Replacing a Network Element Config System with Git

In this post I’ll explore replacing the heart of a network operating system’s configuration mechanism with the software developers take on version control. It can be argued that network operating systems, or at least good ones, already have a version control system. It’s that very system that allows you to roll back and carry out operations like commit-confirmed. More specifically, this is a version control system like Git but not specifically git.

As my day job rotates around Junos, I’ll concentrate on that. So why would anyone want to rip out the heart of Junos and replace it with a git backed directory full of configuration snippets? Software developers and now automation skilled engineers want the advantages of being able to treat the network like any other service delivering node. Imagine committing human readable configuration snippets to a network configuration directory and having the network check it out and do something with it.

Junos already has a configuration engine capable of rollbacks and provides sanity through semantic and syntax commit time checks. Mgd (the service you interact with) provides mechanisms to render interfaces through YANG models and generates the very configuration tree you interact with. You could say mgd takes care of the git like mechanisms for you but interactively. Through a user interface, a user loads text, XML or JSON snippets into mgd instead of text files. Instead of a git commit, mgd commits the new semantically checked configuration tree to the data store and then performs syntax and logic checking. I believe the gains from mgd outweigh the loss in perceived flexibility from using a version control piece of software like git. Check out RFC 6241 for the intricacies on NETCONF, which mandates the data store functionality which Junos is built upon. This mechanism has been there for twenty years and is not an afterthought to keep up with trends.

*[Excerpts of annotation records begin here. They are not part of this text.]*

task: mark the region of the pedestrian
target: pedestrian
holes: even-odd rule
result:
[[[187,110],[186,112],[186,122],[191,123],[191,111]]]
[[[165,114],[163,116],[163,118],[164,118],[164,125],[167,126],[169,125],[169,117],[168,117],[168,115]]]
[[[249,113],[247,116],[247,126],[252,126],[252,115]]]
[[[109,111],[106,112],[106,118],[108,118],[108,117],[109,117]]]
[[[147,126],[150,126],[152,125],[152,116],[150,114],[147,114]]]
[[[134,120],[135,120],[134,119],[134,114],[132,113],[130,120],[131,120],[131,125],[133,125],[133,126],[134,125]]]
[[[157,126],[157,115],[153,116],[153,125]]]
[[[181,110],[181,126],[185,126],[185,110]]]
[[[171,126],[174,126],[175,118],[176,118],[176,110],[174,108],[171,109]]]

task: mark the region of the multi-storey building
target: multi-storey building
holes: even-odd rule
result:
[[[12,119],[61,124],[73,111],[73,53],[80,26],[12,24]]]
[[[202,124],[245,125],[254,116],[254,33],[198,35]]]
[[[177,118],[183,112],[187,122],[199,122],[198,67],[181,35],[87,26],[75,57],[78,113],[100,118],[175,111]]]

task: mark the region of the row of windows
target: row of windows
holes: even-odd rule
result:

As an attempt to provide some defining language, I want to describe what my take on primitives, artefacts and assets are. These can all be version controlled using git or whatever your tool of choice is.

Primitives

VLANs, VxLANs, IP ranges, port numbers, ASNs etc

Artefacts

Configuration templates (J2, Moustache, language native templating), Terraform resources, service descriptors etc to be consumed by a workflow (machine or human driven)

Assets

Generated configuration state items in a network element native language or high level tool like Terraform HCL.

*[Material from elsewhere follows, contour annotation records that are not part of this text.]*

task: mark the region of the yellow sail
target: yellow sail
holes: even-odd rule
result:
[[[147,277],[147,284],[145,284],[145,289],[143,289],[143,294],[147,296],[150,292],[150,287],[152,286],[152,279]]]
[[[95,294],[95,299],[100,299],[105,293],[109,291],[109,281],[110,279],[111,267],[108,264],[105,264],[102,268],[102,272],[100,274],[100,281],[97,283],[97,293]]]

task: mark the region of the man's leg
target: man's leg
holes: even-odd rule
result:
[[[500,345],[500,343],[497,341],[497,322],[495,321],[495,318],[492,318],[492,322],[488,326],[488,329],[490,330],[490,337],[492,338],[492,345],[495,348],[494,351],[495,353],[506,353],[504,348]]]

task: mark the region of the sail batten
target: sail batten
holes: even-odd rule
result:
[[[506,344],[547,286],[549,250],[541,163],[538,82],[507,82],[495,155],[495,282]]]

These components allow your configuration pipeline, whether a CI/CD system or workflow engine to change the state of your network element, satisfying the asset input conditions.

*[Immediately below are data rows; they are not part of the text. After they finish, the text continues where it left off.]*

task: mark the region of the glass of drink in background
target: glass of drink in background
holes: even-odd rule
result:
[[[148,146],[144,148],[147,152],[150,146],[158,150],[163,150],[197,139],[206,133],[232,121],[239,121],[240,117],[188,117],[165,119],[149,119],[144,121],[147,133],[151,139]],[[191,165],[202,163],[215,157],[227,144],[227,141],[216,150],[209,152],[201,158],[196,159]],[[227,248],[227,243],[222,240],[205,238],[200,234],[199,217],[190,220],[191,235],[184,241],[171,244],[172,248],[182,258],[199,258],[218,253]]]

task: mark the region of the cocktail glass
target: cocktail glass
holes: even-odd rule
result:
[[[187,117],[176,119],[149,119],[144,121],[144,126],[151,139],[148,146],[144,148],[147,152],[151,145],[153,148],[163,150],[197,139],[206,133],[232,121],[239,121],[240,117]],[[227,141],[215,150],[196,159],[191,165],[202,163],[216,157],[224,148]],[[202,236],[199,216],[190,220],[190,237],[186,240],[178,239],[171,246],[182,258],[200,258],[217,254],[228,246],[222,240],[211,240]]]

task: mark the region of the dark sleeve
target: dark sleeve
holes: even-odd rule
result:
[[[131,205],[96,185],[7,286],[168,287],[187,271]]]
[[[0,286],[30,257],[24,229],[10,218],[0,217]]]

The description I gave earlier: “Imagine committing human readable configuration snippets to a network configuration directory and having the network check it out and do something with it.” is a basic description for a ‘component’ within a CI/CD pipeline. Engineers can check configuration asset fragments into a repository for the pipeline to check them out, perform some pre-tests, merge and post-test. Depending on what your pipeline actually does, with an operating system like Junos that already performs sanity semantic and syntax checking, you’re actually just doubling up the work higher up in the layers. It’s worth knowing what you’re dealing with before generating work for yourself. Generating the assets from artefacts and primitives however is always low hanging fruit.

Summary

Whilst the notion of replacing the guts of a network element with something like Git seems attractive, a lot of engineering time has been spent creating these network operating systems, a lot of user time has been spent getting the best out of them and many problems you may not be aware of have been solved before the industry got to this point of pondering. Moving your service logic upwards to a set of workflows, with primitive, artefact and asset management however makes perfect sense. This becomes your go to abstraction layer, leaving much of the value in place lower down the stack.